Restored wetlands show rapid vegetation recovery and substantial surface-water expansion

Ecological restoration is essential for improving the ecological integrity of degraded ecosystems to enhance ecosystem services and biodiversity. In this study, we assessed the effectiveness of wetland restoration on retired cranberry farms by analyzing vegetation recovery and surface-water dynamics using the enhanced vegetation index (EVI) and normalized difference water index (NDWI) derived from Sentinel-2 satellite imagery. To quantify temporal dynamics of both vegetation recovery and surface-water cover, we identified the spectral distinctions among restored wetland plant communities.
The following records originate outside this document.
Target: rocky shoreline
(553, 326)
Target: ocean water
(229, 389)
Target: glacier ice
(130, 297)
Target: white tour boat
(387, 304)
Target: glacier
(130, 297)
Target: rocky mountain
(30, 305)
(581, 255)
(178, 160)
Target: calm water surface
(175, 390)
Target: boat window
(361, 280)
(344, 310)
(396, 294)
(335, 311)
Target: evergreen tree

Our results indicated the emergence of distinct plant communities upon restoration. Restored wetlands in general showed significant and progressive vegetation recovery and expanding surface-water cover with clear spectral differentiation among plant communities, as indicated by improved EVI and NDWI estimates. Wetlands restored in 2016 showed higher EVI estimates compared to both reference wetlands and those restored in 2020, suggesting more advanced vegetation recovery. Wetlands restored in 2020 displayed greater variability in EVI, particularly for open-water wetlands, with less consistent patterns compared to the 2016 restorations. Reference wetlands consistently exhibited the highest NDWI values, indicating that restored wetlands have not yet achieved full hydrological saturation. Notably, wetlands restored in 2020 had significantly greater surface-water coverage than those restored in 2016. Our study suggests that restored wetlands have gained remarkable progress in vegetation recovery, although they are yet to reach the desired state of hydrological saturation compared to reference wetlands. By providing insights into the ecological trajectories of restored wetlands, our study supports evidence-based management practices for fostering sustainable wetland ecosystems.

Implications for Practice

• Computing spectral indices from open-access satellite imagery offers an efficient, scalable, and cost-effective approach for assessing restoration outcomes, reducing dependence on labor-intensive field surveys.
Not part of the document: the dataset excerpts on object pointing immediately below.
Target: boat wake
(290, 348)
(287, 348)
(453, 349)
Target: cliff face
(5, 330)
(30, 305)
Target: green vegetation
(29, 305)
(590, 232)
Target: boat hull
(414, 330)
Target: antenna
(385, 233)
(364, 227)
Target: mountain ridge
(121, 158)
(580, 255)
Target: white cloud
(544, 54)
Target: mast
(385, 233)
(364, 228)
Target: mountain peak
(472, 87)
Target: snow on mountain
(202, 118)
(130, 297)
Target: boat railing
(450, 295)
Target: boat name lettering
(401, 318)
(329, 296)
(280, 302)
• Distinct recovery trajectories observed among wetland plant communities emphasize the need for tailored restoration strategies that account for site-specific ecological and hydrological conditions.
• While vegetation recovers rapidly, restored wetlands often lag in achieving hydrological equivalence to reference wetlands, underscoring the need for adaptive management approaches that enhance hydrological connectivity to ensure long-term success.
• Variations in vegetation and hydrologic responses underscore the role of time in achieving ecosystem stability, reinforcing the importance of continued monitoring for decision-making.
• Spectral index analysis offers a replicable framework for monitoring restored wetlands and improving restoration outcomes.